For practitioners, the key takeaway is that dependency vulnerability management is moving from "find all problems" to "find problems that actually matter." OSV-Scanner's philosophy of reducing noise through precise analysis represents the next evolution of security tooling—one that respects developer time while improving security outcomes.
Frequently Asked Questions
What is the OSV database?
The Open Source Vulnerabilities (OSV) database is an open, distributed vulnerability database launched by Google in 2021. It aggregates security advisories from multiple sources using a structured schema that includes precise version ranges for affected packages. This makes it more accurate for vulnerability matching than traditional CVE databases, which often lack precise version information.
How does OSV-Scanner compare to Snyk or GitHub Dependabot?
OSV-Scanner is open-source and free, while Snyk is a commercial product with more extensive features like IDE integration and license compliance scanning. Compared to GitHub Dependabot, OSV-Scanner offers more sophisticated remediation guidance (suggesting upgrades that fix multiple issues with minimal risk) and works offline. Dependabot is tightly integrated with GitHub but requires internet access and provides simpler upgrade suggestions.
Can OSV-Scanner be integrated into CI/CD pipelines?

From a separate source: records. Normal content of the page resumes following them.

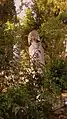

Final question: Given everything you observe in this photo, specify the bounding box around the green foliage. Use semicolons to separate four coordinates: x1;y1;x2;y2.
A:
39;17;65;62
50;59;67;91
0;85;29;119
0;85;53;119
0;0;18;25
23;8;35;30
0;0;67;118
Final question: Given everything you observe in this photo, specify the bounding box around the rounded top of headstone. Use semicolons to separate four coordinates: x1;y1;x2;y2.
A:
28;30;40;46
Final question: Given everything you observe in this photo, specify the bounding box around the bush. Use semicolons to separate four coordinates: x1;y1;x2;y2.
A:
0;84;53;119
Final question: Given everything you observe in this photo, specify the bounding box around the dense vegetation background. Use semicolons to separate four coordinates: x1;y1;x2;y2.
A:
0;0;67;119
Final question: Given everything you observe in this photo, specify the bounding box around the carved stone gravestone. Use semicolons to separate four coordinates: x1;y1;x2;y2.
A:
28;30;44;75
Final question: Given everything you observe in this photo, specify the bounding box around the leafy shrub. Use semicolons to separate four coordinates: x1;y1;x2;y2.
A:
0;84;53;119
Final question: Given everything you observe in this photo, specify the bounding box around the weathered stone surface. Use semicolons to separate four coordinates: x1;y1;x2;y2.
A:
28;30;44;74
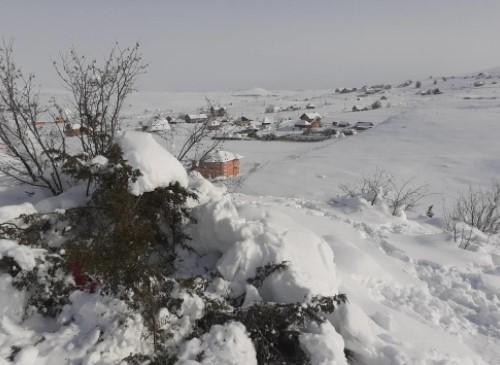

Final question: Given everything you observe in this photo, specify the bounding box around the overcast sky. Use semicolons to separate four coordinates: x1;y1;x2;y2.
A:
1;0;499;91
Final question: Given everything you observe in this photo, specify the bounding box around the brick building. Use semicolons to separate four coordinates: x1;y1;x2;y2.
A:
193;150;242;179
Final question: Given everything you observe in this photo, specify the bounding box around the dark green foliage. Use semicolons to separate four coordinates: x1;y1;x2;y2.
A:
0;251;73;318
247;261;289;288
59;144;197;350
122;353;178;365
193;294;348;365
1;144;198;352
0;212;74;318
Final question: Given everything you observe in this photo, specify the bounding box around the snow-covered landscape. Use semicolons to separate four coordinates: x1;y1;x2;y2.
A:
1;2;500;364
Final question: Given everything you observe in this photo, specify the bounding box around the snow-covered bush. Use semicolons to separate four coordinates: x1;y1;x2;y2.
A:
0;143;198;358
0;42;146;196
371;100;382;110
387;179;429;216
340;169;392;206
339;170;428;216
193;292;348;364
445;183;500;248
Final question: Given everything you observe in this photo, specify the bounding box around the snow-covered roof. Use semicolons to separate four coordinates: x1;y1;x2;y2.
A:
68;123;81;130
204;150;243;163
187;114;208;119
295;120;311;126
301;112;321;120
148;118;170;132
262;117;272;125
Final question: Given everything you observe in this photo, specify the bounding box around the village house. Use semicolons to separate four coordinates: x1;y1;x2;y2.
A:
35;120;47;128
209;106;227;117
185;113;208;123
147;117;170;132
207;120;222;130
64;123;84;137
300;112;322;127
54;115;66;124
193;150;242;179
261;117;272;127
234;116;253;127
294;119;311;129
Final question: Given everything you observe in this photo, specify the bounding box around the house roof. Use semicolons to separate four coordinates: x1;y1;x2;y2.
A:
186;113;208;119
149;118;170;131
295;120;311;126
301;112;321;120
204;150;243;163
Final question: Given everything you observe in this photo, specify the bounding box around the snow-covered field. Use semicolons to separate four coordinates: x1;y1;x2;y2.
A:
1;71;500;364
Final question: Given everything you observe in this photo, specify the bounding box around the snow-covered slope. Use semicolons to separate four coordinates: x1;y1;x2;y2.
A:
1;72;500;364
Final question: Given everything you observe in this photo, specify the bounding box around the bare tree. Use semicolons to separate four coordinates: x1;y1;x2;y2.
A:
388;179;429;216
53;43;147;158
339;169;428;216
445;184;500;243
176;96;228;165
0;42;65;195
176;119;223;165
339;168;392;206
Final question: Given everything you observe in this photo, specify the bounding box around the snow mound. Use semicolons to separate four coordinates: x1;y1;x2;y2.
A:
0;202;36;224
0;291;147;365
118;131;188;195
191;195;339;303
0;239;45;271
300;322;348;365
178;321;257;365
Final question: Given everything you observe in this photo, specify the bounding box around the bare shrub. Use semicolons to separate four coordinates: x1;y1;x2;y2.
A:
0;42;66;195
445;184;500;248
340;170;428;216
176;119;223;165
339;169;392;206
54;43;147;158
388;179;429;216
0;42;146;195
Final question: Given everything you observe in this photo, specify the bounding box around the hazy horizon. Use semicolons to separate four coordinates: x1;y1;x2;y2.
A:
1;0;499;92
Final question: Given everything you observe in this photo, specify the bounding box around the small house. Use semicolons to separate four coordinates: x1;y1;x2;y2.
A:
306;103;316;109
185;114;208;123
300;112;322;127
64;123;84;137
234;116;253;127
261;117;272;127
294;119;311;129
210;106;227;117
353;122;374;131
35;120;47;128
333;121;351;128
207;120;222;130
148;117;171;132
193;150;242;179
54;116;66;124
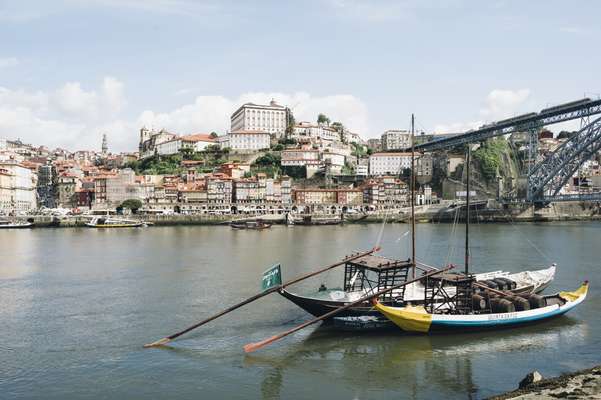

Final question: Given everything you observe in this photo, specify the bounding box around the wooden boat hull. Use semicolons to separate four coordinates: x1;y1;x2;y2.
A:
280;266;556;330
279;289;378;318
374;282;588;333
280;273;553;320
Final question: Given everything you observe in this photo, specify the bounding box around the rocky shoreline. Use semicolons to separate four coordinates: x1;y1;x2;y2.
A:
487;366;601;399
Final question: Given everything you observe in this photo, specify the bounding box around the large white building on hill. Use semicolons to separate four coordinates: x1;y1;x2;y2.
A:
230;100;289;138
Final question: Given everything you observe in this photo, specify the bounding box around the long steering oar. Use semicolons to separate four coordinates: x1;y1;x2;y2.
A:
144;248;378;348
243;264;454;353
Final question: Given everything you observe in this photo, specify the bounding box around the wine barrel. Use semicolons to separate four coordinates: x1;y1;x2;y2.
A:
481;280;499;290
504;295;531;311
518;293;547;308
472;294;486;311
490;298;516;313
496;277;517;290
492;278;509;291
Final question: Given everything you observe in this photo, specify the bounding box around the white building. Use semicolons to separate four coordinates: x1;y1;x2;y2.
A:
218;130;271;152
0;162;37;212
156;134;216;156
369;152;412;176
356;164;368;176
280;149;321;167
322;152;346;174
344;131;363;144
230;100;289;138
291;122;340;142
381;130;412;151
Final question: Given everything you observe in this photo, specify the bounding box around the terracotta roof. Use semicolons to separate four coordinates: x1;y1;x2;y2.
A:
229;129;270;135
181;134;215;142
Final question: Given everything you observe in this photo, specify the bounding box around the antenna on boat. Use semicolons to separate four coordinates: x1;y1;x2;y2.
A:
411;114;416;279
465;145;471;276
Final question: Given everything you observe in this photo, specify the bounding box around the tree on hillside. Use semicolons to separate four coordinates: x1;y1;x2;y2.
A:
330;121;344;132
210;131;218;138
285;110;296;139
120;199;143;213
317;113;330;125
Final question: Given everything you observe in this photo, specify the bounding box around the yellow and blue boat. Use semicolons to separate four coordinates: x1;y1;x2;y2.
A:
373;281;588;333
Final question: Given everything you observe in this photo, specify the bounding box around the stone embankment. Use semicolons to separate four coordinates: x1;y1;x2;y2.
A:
487;365;601;399
10;201;601;228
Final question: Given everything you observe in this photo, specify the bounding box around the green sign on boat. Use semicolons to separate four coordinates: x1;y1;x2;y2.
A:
262;264;282;292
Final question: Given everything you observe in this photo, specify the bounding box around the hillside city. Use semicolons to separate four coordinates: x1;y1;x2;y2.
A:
1;99;599;217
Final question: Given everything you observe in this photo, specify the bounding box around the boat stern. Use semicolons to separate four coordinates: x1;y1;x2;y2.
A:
559;281;589;304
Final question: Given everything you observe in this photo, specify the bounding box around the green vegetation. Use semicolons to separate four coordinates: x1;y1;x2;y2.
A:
119;199;143;213
126;154;185;175
127;146;231;175
472;138;509;182
250;152;282;178
281;165;306;179
317;113;330;125
341;162;355;175
351;142;367;158
285;112;295;139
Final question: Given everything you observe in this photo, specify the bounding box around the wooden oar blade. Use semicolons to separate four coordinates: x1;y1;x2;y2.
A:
244;336;279;353
143;337;171;348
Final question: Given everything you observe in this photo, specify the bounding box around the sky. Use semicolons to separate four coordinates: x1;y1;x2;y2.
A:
0;0;599;152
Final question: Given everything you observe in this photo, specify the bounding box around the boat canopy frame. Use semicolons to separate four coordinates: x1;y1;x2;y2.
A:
343;255;413;304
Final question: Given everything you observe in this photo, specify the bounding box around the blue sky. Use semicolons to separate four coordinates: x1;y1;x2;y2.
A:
0;0;599;151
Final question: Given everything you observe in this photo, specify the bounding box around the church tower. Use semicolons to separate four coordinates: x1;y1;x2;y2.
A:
101;133;108;154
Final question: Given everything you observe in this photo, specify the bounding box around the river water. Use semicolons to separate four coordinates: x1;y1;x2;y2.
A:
1;222;599;399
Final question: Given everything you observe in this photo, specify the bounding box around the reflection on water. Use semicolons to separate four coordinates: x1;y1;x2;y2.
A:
244;317;587;400
0;223;599;399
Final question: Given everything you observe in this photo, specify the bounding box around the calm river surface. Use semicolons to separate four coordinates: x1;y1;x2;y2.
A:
1;222;600;399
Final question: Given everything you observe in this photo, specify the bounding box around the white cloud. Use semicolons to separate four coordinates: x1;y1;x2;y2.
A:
138;91;369;137
433;120;483;134
0;77;130;151
0;79;369;152
480;88;531;120
0;57;19;68
434;88;532;134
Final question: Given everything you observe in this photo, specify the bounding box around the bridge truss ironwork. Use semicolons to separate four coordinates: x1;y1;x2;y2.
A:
528;116;601;201
413;99;601;152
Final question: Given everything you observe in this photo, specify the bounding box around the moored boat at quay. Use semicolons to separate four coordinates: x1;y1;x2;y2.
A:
278;254;556;328
85;216;147;228
0;219;33;229
230;219;272;230
374;281;588;333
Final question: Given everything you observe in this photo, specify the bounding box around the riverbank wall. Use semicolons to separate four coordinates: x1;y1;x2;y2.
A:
10;201;601;228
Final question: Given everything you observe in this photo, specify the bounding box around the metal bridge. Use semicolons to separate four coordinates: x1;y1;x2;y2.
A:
408;98;601;203
413;98;601;152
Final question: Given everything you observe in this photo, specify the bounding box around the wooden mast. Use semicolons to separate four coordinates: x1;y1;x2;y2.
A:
465;145;470;276
410;114;416;279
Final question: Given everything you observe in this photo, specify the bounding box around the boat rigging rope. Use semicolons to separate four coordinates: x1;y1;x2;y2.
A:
499;206;554;264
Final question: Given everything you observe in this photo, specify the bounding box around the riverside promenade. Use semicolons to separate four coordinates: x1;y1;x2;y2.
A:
8;200;601;228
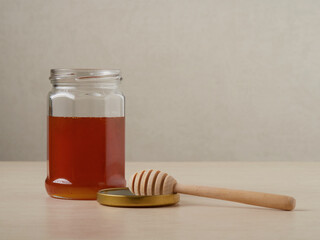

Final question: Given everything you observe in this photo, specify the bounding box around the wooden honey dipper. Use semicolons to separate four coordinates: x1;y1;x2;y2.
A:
128;169;296;211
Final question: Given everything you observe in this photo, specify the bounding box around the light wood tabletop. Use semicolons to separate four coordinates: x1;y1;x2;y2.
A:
0;161;319;240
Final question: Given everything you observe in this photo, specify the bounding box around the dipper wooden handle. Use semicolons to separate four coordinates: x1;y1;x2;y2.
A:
128;169;296;211
174;184;295;211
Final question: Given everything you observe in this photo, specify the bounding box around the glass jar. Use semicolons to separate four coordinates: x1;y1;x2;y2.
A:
45;69;126;200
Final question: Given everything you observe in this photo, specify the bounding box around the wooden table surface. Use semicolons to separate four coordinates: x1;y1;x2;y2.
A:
0;161;319;240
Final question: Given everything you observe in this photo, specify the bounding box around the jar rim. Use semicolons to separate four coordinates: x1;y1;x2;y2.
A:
50;69;122;84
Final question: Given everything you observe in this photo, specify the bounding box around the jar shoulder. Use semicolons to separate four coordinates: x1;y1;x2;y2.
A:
48;88;124;99
48;87;125;117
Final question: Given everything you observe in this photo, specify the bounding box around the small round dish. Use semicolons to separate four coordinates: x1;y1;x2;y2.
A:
97;188;180;207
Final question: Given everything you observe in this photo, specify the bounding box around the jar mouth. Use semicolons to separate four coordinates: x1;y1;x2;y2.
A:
50;69;122;84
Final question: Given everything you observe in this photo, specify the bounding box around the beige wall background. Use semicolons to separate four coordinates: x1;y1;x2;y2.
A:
0;0;319;162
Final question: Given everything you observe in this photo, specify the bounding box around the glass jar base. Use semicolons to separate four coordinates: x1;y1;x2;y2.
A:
45;179;126;200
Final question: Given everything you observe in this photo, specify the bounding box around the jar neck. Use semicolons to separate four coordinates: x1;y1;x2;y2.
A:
53;82;120;89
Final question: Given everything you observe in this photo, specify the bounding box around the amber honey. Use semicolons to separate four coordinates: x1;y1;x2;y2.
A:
45;116;125;200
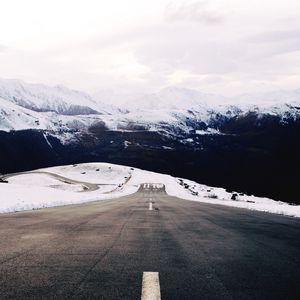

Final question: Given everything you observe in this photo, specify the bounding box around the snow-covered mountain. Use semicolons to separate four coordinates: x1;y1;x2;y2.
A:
93;86;300;124
94;87;225;111
92;86;300;140
0;78;299;140
94;86;300;113
0;78;119;116
1;80;299;205
0;96;111;133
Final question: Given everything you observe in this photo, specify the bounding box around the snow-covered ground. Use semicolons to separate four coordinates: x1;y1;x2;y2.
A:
1;163;299;217
7;173;84;192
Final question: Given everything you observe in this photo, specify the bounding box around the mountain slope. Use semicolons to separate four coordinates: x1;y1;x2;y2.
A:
0;78;119;115
0;96;108;138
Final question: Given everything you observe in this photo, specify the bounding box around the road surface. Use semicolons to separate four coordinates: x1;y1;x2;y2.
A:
0;184;299;299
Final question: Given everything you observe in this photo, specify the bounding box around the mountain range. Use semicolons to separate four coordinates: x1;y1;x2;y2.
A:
1;78;299;140
0;78;299;204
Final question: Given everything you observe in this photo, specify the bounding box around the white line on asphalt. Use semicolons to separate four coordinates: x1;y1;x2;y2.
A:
149;202;153;211
141;272;161;300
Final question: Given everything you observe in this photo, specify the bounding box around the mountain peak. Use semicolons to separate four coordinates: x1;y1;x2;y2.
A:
0;78;119;116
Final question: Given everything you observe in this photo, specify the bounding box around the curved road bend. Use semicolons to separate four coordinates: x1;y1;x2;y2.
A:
0;184;299;299
3;171;99;192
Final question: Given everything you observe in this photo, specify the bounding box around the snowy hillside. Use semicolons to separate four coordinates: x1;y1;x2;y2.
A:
0;163;299;217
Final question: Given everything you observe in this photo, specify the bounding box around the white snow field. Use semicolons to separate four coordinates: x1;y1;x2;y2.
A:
0;163;299;217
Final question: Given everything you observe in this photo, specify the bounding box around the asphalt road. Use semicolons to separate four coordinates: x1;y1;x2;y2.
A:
0;184;299;299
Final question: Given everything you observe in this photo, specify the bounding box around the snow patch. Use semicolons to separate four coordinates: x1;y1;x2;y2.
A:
196;128;222;135
43;133;53;149
1;163;298;217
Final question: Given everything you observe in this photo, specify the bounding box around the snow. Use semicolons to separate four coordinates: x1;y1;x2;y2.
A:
1;80;299;141
0;183;137;214
0;78;118;115
7;173;84;192
43;133;53;149
196;128;222;135
182;138;194;143
0;163;299;217
0;164;138;213
0;96;98;133
39;163;132;184
162;146;174;150
124;140;131;148
94;86;224;112
0;97;47;131
172;178;300;218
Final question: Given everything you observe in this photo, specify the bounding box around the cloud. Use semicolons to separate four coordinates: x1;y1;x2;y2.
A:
0;0;300;96
242;29;300;63
247;29;300;43
0;45;8;53
164;0;225;24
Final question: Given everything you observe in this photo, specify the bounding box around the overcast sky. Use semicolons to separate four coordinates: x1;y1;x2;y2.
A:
0;0;300;95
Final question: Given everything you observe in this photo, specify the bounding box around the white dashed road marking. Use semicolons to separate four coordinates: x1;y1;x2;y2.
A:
149;202;153;211
141;272;161;300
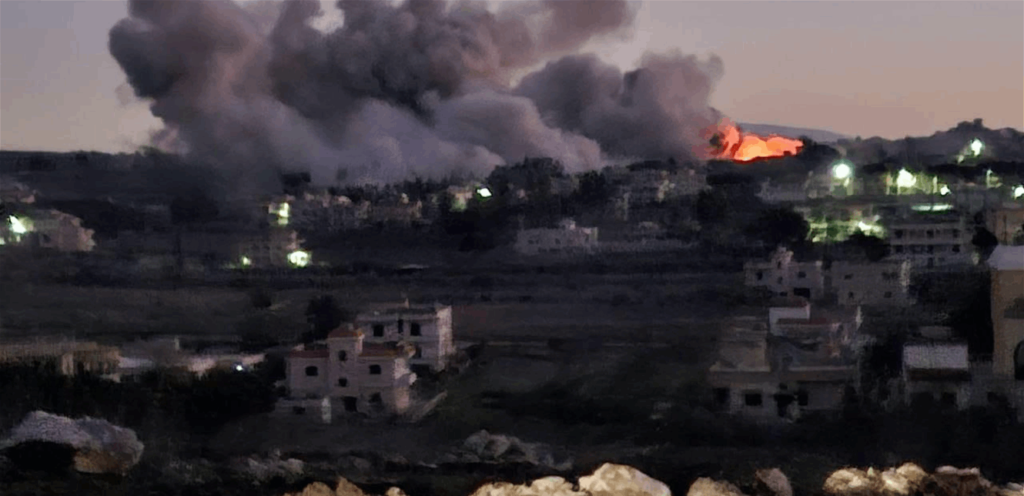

Yes, OSV-Scanner is designed for CI/CD integration. It can be run as a single command-line tool, outputs results in JSON format for easy parsing, and supports offline operation—making it suitable for environments with restricted network access. Many teams are already using it in GitHub Actions, GitLab CI, and Jenkins pipelines.
Does OSV-Scanner only work with open-source dependencies?
Primarily yes, as the OSV database focuses on open-source vulnerabilities. However, the tool can scan any dependency listed in supported package manager files, including private packages. The vulnerability matching will only work for packages with entries in the OSV database, which is predominantly open-source software.
Is the call analysis feature reliable for all programming languages?
The call analysis uses static analysis techniques that work better for some languages than others. It's most reliable for statically-typed languages like Go, Java, and Rust, and less reliable for dynamically-typed languages like Python and JavaScript where call graphs are harder to determine statically. Google acknowledges this limitation in their documentation.